Questions and answers on the sex life and sexual problems of trans-sexuals
This booklet, published in 1950, provides an interesting snapshot of trans life two years before the great shift brought on by news of Christine Jorgensen’s sex affirmation surgery. It consists of letters written by diverse trans people to D. O. Cauldwell, a medical doctor who had acquired a reputation as being an expert on matters gender. Some write in desperation, some to reassure themselves that they’re “normal”; most are baffled by themselves and accept Cauldwell’s medical authority.
On this, Cauldwell is not as transphobic as one might assume, given the era. His position generally is that the differences between the two acknowledged sexes is not as great as it seems, and is largely a social construct. This view enables Cauldwell to have compassion for his letter writers, but it also oversimplifies the complexity of gender and how individuals identify with it. The range of trans identities represented here is far more varied than the dichotomy of transsexual-transvestite that became the template in the medical community in later years.

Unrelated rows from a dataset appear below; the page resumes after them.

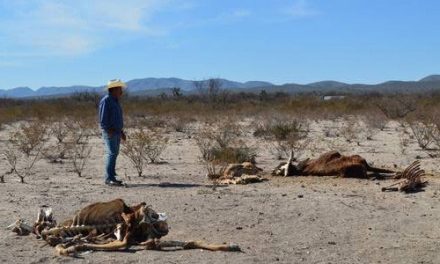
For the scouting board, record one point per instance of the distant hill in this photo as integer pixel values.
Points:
(431, 78)
(136, 86)
(155, 86)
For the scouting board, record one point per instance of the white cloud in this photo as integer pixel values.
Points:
(66, 27)
(300, 9)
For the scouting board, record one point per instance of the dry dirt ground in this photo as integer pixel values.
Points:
(283, 220)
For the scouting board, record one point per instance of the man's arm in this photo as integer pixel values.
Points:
(105, 116)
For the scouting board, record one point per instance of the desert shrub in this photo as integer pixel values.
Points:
(156, 145)
(24, 148)
(143, 146)
(351, 130)
(79, 155)
(375, 120)
(59, 130)
(220, 145)
(80, 129)
(284, 136)
(423, 132)
(55, 153)
(29, 136)
(396, 107)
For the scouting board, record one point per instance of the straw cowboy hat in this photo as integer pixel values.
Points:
(115, 83)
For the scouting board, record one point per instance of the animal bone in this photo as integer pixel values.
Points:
(239, 173)
(121, 226)
(21, 227)
(328, 164)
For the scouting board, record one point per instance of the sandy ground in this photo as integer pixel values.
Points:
(283, 220)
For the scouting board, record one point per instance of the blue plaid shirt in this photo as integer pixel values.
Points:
(110, 114)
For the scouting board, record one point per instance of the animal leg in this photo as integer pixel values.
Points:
(162, 245)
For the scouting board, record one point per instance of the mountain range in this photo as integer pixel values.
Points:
(155, 86)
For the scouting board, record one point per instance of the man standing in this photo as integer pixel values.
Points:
(112, 124)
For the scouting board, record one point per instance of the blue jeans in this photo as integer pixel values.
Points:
(112, 151)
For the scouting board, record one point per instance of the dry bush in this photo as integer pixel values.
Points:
(59, 130)
(285, 134)
(220, 145)
(375, 120)
(55, 153)
(79, 154)
(24, 148)
(143, 146)
(29, 137)
(422, 132)
(156, 145)
(397, 107)
(80, 129)
(351, 130)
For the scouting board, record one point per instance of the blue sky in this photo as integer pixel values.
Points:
(60, 43)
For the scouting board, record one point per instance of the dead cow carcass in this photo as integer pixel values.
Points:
(108, 226)
(328, 164)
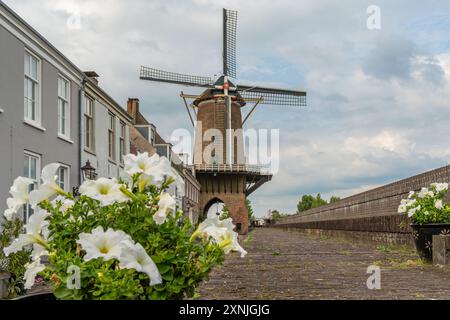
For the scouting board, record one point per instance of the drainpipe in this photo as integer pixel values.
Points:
(80, 129)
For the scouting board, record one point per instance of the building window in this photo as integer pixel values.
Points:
(122, 141)
(32, 110)
(152, 137)
(111, 136)
(63, 107)
(63, 177)
(31, 169)
(89, 123)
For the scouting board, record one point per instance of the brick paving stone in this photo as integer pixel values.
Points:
(291, 265)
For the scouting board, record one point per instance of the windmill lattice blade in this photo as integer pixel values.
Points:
(229, 42)
(274, 96)
(176, 78)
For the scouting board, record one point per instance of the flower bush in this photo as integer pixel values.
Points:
(427, 205)
(120, 239)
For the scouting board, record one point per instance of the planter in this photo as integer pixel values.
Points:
(423, 237)
(4, 284)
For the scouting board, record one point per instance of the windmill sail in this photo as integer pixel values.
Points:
(229, 42)
(176, 78)
(273, 96)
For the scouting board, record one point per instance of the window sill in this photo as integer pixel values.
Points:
(66, 139)
(34, 125)
(90, 151)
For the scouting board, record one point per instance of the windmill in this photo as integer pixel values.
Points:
(220, 108)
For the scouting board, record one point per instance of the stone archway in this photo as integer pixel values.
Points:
(211, 204)
(235, 203)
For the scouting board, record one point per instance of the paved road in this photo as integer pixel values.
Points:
(290, 265)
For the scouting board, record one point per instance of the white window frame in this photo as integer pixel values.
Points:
(66, 177)
(66, 100)
(92, 117)
(122, 139)
(27, 212)
(111, 132)
(37, 122)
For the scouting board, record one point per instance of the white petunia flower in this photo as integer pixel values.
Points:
(135, 257)
(49, 187)
(31, 272)
(19, 192)
(424, 192)
(166, 204)
(66, 204)
(438, 204)
(412, 211)
(35, 233)
(107, 191)
(226, 239)
(440, 186)
(101, 244)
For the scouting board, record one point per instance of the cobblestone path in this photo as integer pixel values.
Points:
(290, 265)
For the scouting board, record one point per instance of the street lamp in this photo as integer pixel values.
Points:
(88, 171)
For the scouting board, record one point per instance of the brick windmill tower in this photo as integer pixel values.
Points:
(219, 157)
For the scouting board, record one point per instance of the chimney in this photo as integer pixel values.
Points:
(133, 108)
(92, 75)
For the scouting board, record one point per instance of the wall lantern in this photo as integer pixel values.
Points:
(88, 171)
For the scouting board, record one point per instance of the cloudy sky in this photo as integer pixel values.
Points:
(378, 100)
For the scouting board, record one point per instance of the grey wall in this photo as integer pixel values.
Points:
(99, 158)
(15, 135)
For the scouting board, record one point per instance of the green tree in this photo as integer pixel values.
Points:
(335, 199)
(248, 204)
(308, 202)
(276, 215)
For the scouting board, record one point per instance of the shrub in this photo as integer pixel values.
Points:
(427, 205)
(120, 239)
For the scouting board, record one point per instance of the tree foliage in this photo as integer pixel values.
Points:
(309, 202)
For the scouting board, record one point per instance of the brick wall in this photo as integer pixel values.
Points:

Consequently, the title is deceiving for modern readers, as the term “trans-sexual” serves here as an umbrella term for what we’d call “transgender”. There are indeed transsexual people writing for help, but also people whom we’d recognize as non-binary.
Regarding transsexual people, Cauldwell has no understanding. “There is no necessity for an individual who is a member of one sex to cultivate a persistent attitude that he or she is sexologically (or biologically) of the wrong sex.” He declares that “being metamorphosed into an individual of the opposite sex” cannot be done by medical or surgical means. At the time, this was probably true, although all that would change in two years. He also asserts that taking hormones would not result in breast development, which is demonstrably not true. He regards changing the shape of your sex organs as “mutilation”.
However, regarding non-binary people he is more sympathetic, and has no “rational objection to the term mental or psychic hermaphroditism”.
This booklet is interesting both in understanding historical attitudes to trans people, and in reading the stories of our trans ancestors. And for those still flogging the tired theory that being trans is a trend, Cauldwell’s conclusion from 1950 that being trans “is far more prevalent than it is suspected of being” is a fitting rebuke.
“Questions and answers on the sex life and sexual problems of trans-sexuals” is available for viewing at the Ottawa Trans Library.